Germany’s independent Digital Council is looking for answers to the digital future. One of the group’s members tells DW why Germany is already on the right path, despite the country being known for its bureaucracy.
Beth Simone Noveck is one of 10 members of the Digitalrat, a council founded in 2018 to help the German government with the problems of bringing the country into the digital age. They work on proposing policies, projects and platforms to digitize government, but also education and work.
DW: How did this Digitalrat partnership come into existence? Who made the first call?
Beth Simone Noveck: I was called by the chancellor’s chief of staff and he interviewed me to discuss some of the work that I do, some of the themes that we could take up and should take up if there is a digital advisory group.
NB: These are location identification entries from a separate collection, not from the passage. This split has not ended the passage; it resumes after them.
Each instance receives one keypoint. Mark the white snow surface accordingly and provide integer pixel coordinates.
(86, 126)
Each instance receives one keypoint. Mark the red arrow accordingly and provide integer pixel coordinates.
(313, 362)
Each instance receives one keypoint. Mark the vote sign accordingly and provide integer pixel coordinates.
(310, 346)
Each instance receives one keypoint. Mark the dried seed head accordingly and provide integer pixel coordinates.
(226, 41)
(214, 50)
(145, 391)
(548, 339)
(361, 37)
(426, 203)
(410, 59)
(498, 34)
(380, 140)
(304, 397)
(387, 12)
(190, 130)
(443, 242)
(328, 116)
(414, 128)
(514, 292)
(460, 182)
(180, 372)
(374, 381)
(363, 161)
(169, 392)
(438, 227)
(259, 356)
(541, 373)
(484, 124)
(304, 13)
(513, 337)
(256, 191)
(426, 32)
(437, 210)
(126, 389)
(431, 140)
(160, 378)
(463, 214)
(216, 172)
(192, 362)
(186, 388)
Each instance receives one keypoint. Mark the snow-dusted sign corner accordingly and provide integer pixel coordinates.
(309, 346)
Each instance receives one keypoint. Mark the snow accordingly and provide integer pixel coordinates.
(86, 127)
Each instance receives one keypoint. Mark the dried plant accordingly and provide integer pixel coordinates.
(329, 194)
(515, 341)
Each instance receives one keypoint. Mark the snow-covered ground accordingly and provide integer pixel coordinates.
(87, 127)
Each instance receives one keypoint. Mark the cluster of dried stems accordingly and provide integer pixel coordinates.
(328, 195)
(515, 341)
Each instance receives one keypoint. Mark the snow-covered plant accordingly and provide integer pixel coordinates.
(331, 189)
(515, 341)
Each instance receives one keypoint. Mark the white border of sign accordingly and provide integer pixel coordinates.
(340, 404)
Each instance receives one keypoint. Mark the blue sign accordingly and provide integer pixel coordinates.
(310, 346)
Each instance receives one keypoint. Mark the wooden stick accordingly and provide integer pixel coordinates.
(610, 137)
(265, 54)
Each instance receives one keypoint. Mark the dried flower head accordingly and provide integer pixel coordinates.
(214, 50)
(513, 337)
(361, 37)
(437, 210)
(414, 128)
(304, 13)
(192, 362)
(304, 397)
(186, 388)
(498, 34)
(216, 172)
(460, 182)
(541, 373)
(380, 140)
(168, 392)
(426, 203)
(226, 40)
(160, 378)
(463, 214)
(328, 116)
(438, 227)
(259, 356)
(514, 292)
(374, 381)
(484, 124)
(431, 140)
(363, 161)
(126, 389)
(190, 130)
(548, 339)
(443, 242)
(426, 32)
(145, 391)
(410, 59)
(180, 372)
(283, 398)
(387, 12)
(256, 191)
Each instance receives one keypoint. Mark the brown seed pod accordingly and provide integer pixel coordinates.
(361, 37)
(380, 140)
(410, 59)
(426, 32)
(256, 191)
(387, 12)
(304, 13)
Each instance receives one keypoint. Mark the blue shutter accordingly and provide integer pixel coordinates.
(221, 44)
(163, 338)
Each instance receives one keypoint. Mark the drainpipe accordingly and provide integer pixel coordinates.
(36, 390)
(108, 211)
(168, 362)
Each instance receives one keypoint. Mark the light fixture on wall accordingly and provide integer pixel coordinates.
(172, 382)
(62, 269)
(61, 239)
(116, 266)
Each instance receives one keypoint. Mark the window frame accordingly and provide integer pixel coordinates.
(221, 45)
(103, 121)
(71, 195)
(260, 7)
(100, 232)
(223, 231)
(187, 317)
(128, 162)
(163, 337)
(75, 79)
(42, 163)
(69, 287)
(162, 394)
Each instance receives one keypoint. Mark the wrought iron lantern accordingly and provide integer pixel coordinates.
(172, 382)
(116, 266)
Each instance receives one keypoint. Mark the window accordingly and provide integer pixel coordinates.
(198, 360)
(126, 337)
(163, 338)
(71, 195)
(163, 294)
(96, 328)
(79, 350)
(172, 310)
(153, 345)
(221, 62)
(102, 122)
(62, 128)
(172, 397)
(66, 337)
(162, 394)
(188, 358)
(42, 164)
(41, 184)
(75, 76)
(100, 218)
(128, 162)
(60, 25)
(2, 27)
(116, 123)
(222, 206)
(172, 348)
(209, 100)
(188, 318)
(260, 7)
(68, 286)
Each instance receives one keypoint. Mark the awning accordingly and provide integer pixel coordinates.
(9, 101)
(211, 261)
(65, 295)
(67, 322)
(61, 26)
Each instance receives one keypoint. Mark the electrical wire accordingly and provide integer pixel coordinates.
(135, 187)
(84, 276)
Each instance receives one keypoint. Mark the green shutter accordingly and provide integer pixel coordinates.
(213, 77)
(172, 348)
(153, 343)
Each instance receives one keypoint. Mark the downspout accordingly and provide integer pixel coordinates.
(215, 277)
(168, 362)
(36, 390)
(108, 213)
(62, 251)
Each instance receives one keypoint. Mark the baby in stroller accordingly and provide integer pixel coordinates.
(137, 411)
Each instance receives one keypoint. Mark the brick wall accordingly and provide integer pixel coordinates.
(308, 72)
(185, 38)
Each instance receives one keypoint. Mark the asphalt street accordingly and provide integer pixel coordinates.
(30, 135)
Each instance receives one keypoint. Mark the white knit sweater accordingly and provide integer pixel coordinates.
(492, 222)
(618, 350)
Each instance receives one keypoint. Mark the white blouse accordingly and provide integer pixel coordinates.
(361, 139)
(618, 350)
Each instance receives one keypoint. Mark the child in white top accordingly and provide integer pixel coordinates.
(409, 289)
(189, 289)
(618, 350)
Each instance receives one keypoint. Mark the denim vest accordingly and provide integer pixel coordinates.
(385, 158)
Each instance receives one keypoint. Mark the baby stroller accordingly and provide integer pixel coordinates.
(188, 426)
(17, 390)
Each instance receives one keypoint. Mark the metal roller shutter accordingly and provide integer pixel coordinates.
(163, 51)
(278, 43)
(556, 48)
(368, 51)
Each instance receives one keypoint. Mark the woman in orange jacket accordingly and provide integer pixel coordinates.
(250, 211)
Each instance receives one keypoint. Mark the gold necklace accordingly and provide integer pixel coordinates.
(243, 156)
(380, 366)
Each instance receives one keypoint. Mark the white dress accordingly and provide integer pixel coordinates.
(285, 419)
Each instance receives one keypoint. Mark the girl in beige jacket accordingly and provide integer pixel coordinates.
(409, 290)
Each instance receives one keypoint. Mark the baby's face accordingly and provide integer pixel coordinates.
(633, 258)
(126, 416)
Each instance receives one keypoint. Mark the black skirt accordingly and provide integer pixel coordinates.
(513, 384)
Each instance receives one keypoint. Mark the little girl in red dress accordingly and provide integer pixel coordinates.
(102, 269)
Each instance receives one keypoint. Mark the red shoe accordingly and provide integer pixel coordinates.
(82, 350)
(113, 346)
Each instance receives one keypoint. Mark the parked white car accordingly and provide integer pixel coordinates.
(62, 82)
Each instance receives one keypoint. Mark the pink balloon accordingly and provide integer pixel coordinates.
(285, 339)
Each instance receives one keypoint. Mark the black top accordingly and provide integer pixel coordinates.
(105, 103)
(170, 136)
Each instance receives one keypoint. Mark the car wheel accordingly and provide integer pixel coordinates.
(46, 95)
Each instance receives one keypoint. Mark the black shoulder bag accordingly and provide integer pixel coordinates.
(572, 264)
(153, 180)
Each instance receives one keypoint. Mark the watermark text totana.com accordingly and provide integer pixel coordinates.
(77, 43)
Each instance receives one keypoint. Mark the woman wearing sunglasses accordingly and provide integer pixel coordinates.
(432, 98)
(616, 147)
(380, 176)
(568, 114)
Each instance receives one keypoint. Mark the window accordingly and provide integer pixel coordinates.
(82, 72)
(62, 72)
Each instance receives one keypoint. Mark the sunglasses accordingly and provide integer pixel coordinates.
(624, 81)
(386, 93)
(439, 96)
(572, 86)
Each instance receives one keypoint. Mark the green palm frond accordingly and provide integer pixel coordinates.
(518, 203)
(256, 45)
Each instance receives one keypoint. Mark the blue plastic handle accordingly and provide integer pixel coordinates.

And then the chancellor herself called and invited me.
Why did you decide this would be something you’re interested in personally?
It’s a great honor to be asked by any world leader, especially by someone as influential and important as Chancellor Merkel. Also, the Digitalrat being a group that’s focused on taking action was really the impetus to participate. It is not yet another commission or task force or council that would write a report. What I was told is that the advice made by the group would be, where appropriate, translated directly into implementation. Not to mention the fact I get to practice my German!
How’s it going so far? How open is the German government to your ideas, how active is the exchange of ideas?
It’s a remarkably open and engaged collaboration. I have served on many councils and very often they write a report at the end but it doesn’t have that much effect on the day to day of governing and policymaking. My sense is here — given that we’re relatively small — there is a really great deal of enthusiasm, engagement and exchange and our opinions have been very openly solicited and invited.
Can you give an example for a recent successful collaboration?
Very early on in the work of the Digitalrat the German government was working on its federal policy on artificial intelligence. We suggested putting a draft of the policy both in German and in English online, and crowdsourcing feedback. We engaged with hundreds of global experts who provided feedback on the policy. This crowdsourced expertise found its way into the final draft that was eventually put out. So I think it was a very different way of working than people were used to doing, namely behind closed doors, and with the advice, at best, of one or two experts.
You are able to compare your work to working with other governments since you have been asked to serve for UK Prime Minister David Cameron and for the White House under Barack Obama. Where are the differences, where do you have to approach them in a different way?
I think what’s different for me is the German government’s broad scale of willingness. There was already a high degree of enthusiasm and interest prior to even creating the Digitalrat. I don’t think they would have done this if they weren’t prepared to take some of the advice that was being offered. But also we’re at a greater stage of maturity compared to my time in the White House, for example, when there was less experience with using technology for governing.
When you think about Germany you don’t necessarily think about digitization and innovation in this field. How is Germany doing?
You are right, you don’t think of Germany as being on the bleeding edge of innovation. You think of Germany as the home of bureaucracy, as the country that invented bureaucracy. But there have been efforts under way that predate the Digitalrat. Germany’s creation of an artificial intelligence strategy is far ahead of what the United States is doing, for example, and the government is moving to put five hundred citizen services online.
And yet a common belief is that Germany is hesitant and cautious in terms of cyber security and data privacy, compared to the US for example. Does that make your work more difficult?
Europe and Germany have been out ahead in terms of thinking about and legislating around privacy more so than the United States. And I don’t want to discount or minimize the importance of secure protection of private data. However, it is important to raise awareness that there is a huge amount of underutilized data which governments collect that could be used for social good.
For example, the US government created a secure infrastructure for sharing anonymized cancer research data and making it available to qualified researchers and doctors and hospitals. Instead of a doctor only having access to his or her scientific research data, she can have access to a much broader pool of research data that has the potential to greatly accelerate cures for cancer.
You have met many world leaders in person like Angela Merkel and Barack Obama. How is working for and with them?
I have observed that these two leaders who have been open to and interested in changing how government works both are kind of “down to earth.” First of all that makes them very appealing for me personally to want to work with. Chancellor Merkel asks really interested and interesting questions. She’s incredibly engaged. When we have these meetings, she is incredibly engaged. And she grills you in a way that just reflects a genuine intellectual curiosity and commitment.
Beth Simone Noveck directs the Governance Lab (GovLab) in Brooklyn and is a professor in Technology, Culture, and Society at New York University. She served in the White House as the first United States Deputy Chief Technology Officer and director of the White House Open Government Initiative under President Barack Obama and as a senior advisor for UK Prime Minister David Cameron.
This interview was conducted by Sophie Schimansky. It has been edited and condensed for clarity.